The Enid News and Eagle, Enid, OK

Sports

April 6, 2013

Fairview's Mason takes girls POY

A month ago, postseason awards were nowhere near the forefront of Olivia Mason’s mind. Instead, the Fairview senior, who has been voted by area coaches as the Enid News & Eagle’s All-Northwest Oklahoma Girls Player of the Year, was frantically trying to make sure the postseason lasted one more day.

It didn’t work.

Mason scored a game-high 18 points and pulled down nine rebounds in her final high school game, but the Lady Jackets couldn’t mount a late-game rally in the 2A State semifinals, falling 51-35 to eventual undefeated state champion Northeast Academy — the same team Fairview beat in the 2012 final — and finished the season at 25-5.

“It was a tough locker room to watch,” Barton said. “That whole group of seniors — Olivia in that group — it was an emotional locker room, knowing their career was over.”

Now?

Well, she’d still rather have that second state title.

“Yeah, definitely,” said Mason, the second-straight Fairview girl to take All-Northwest POY honors after Kori Fast did it last season. “But that’s how it goes.”

It’s gone that way for the Fairview senior for a while now.

On Aug. 29, 2011 — fast-pitch softball season in Fairview — Mason was trying to cover second base on a steal and reach for a high throw from home at the same time. The awkward, multi-tasking pose left Mason’s left leg exposed, “at the right place in the wrong time,” and an Alva base runner slid into Mason, just above her ankle.  

“I had an ankle brace on, and a sock on,” Mason said. “One of my friend’s dads saw my ankle and there was blood (and bone). They wouldn’t let me see it.”

The injury, a compound fracture  needed two surgeries over a week-long hospital stay, the first to clean the wound, and the second to repair and reset the bone.

The prognosis called for six to seven months of rest and rehabilitation. Mason likely would miss her junior year of basketball, leaving a smooth-shooting, secure dribbling, six-foot void in coach Mike Barton’s lineup.

It would mean another wait for Barton, who said the she was clearly destined to be a special play as early as fifth grade.

“I couldn’t wait to get her, and our program was on the upswing when they moved here,” Barton said. “I definitely was looking forward to getting her watching her play in fifth-, sixth-, seventh-grade games.”

This time, he didn’t have to wait long.

Mason made her season debut three months later. Another three months after that, the Lady Jackets were 2A state champions.

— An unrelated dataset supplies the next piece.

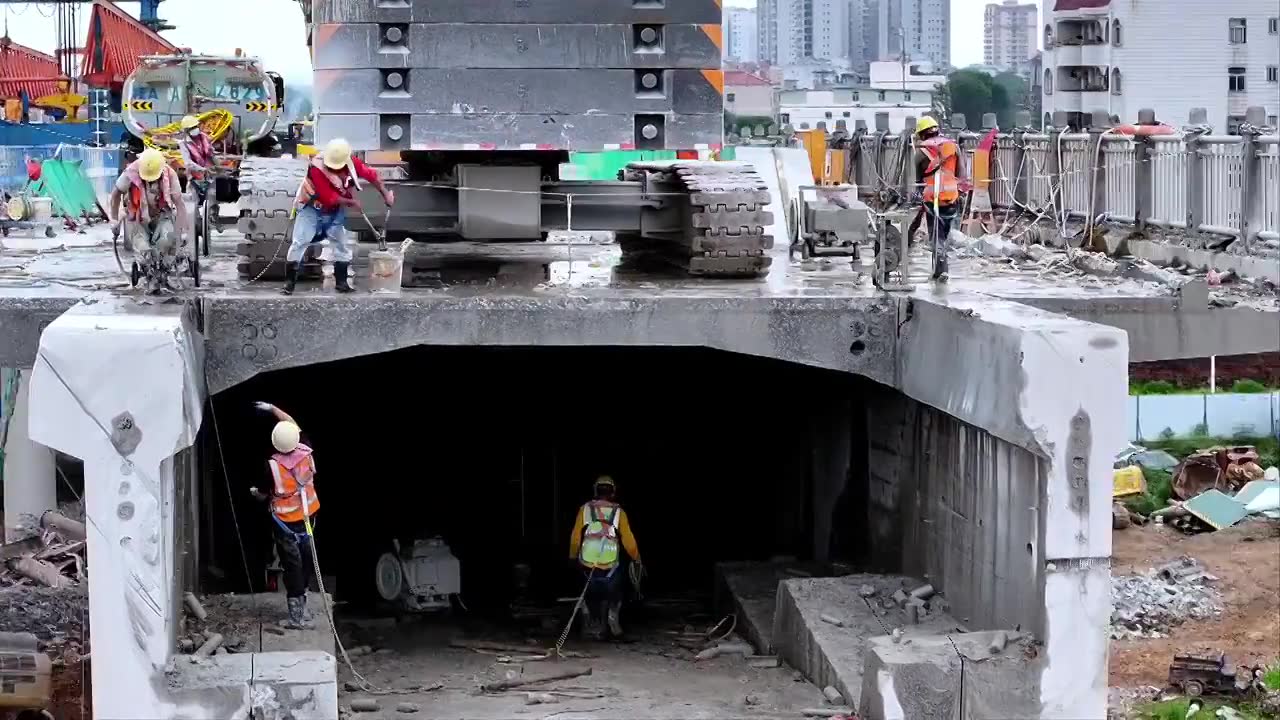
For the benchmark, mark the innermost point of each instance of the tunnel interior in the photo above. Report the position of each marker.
(494, 450)
(717, 458)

Which explains Barton’s first observation about Mason.

“I’ve been doing this quite a while,” the 17-year coach said. “She’s probably the toughest kid I’ve coached, and probably the best basketball player I’ve coached, just a pure basketball player.”

Mason’s leg tightened the morning of the state title game, forcing her to sit out the team’s shootaround, and possibly the game itself.

But when the Fairview coach checked on Mason, she eased his concern, though the thought of playing was a painful one.

“I could barely walk,” Mason said. “I said ‘I’ll be able to play. I’ll be fine.’”

She wasn’t, and will always kick herself for a missed layup that would have put Fairview up a point in the final minutes. She tried to lift off her injured leg for a simple right-handed lay-in, but counldn’t elevate properly, and the shot caromed off.

“I knew I was going to miss,” she said, still bashfully after more than a year.

Even limited, Mason pulled down eight rebounds in the title game, and the Lady Jackets needed almost all of her four points, beating Northeast Academy 38-36.

“Even when we won, I was kind of disappointed in myself. Now I look back and it didn’t really matter. That’s something I learned — I didn’t have to score the most.”

In her full return as a senior, Mason often did, leading the Lady Jackets in scoring (16.6 points per game), rebounds (9.4 per game), assists (108), steals (85) and blocks (33), earning Oklahoma Coaches Association and Oklahoma Girls Basketball Coaches Association honors along the way.

“She’s had a pretty stellar career,” Barton said.

Mason scored 18.5 points game in her final playoff run, but the Lady Vikings earned their payback when they eliminated Fairview in the semifinal round on their way to an undefeated state championship season.

Mason’s career will carry on. After graduation, she’ll attend the University of Central Oklahoma and play for the Bronchos, who finished 9-17 last season. Mason plans to study health science with a specialty in pediatrics.